Sud Corea. La Chiesa prega per le vittime del traghetto. Il Paese vive nel dolore
Tutta la Corea "è in uno stato di grande dolore e di grave ansia, anche perché fra
le vittime di questa tremenda tragedia vi sono anche diversi adolescenti che volevano
fare una gita... Possiamo soltanto pregare per loro e per le loro famiglie, attanagliate
dall'angoscia, sperando che la nostra preghiera e la nostra solidarietà possano essere
di qualche conforto". È il commento rilasciato all'agenzia AsiaNews da mons. Pietro
Kang U-il, vescovo di Jeju e presidente della Conferenza episcopale coreana, dopo
il drammatico naufragio del traghetto Sewol.
In un primo momento, le stesse
autorità sudcoreane avevano fissato il bilancio delle vittime a 2 persone - un membro
dell'equipaggio e uno studente - e avevano parlato di circa "un centinaio di dispersi".
Nel corso della giornata le cose sono peggiorate: le vittime accertate sono 28, ma
i dispersi sono oltre 265. Il traghetto aveva infatti a bordo 475 passeggeri: di questi
soltanto 179 sono stati tratti in salvo. I feriti gravi recuperati si contano a decine.
Al
momento, le ricerche dei sopravvissuti sembrano progredire in maniera molto lenta.

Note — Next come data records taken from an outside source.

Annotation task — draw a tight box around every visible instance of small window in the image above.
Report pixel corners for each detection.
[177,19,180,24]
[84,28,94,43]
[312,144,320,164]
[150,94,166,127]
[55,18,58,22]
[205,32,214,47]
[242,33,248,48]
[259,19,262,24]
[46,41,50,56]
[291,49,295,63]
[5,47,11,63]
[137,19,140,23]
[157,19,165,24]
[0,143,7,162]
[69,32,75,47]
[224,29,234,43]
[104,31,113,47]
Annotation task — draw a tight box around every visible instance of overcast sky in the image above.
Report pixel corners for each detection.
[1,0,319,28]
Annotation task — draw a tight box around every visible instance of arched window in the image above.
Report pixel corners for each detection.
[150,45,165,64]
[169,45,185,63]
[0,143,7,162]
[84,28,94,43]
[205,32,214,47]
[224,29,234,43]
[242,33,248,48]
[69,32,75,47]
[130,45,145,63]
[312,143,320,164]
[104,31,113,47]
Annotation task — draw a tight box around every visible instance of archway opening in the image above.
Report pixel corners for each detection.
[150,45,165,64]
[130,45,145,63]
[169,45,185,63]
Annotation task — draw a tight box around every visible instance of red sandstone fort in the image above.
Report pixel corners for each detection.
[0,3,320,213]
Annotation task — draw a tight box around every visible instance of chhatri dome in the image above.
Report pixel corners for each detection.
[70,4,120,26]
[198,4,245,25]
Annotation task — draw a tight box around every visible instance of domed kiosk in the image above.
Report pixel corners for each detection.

Le pessime condizioni del mare e il vento, al momento molto forte, rendono quasi impossibili
le immersioni e lo scandagliamento con i radar. Nella ricerca sono impiegate 169 navi
di diverse dimensioni e 29 velivoli militari. La presidente, Park Geun-hye, ha invitato
tutte le parti coinvolte a "fare presto, salvando ogni vita possibile".
Secondo
mons. Kang "nonostante l'impegno delle autorità, le speranze di recuperare qualche
passeggero ancora vivo diminuiscono di ora in ora. Il mare nell'area è veramente terribile,
e questo non aiuta. I sopravvissuti al momento sono sconvolti, il trauma psicologico
che hanno subito è davvero enorme. Possiamo soltanto pregare il Signore, affinché
aiuti le vittime e i loro familiari, e sperare che la preghiera e la solidarietà possano
in qualche modo consolare tutte le persone coinvolte in questo disastro". (R.P.)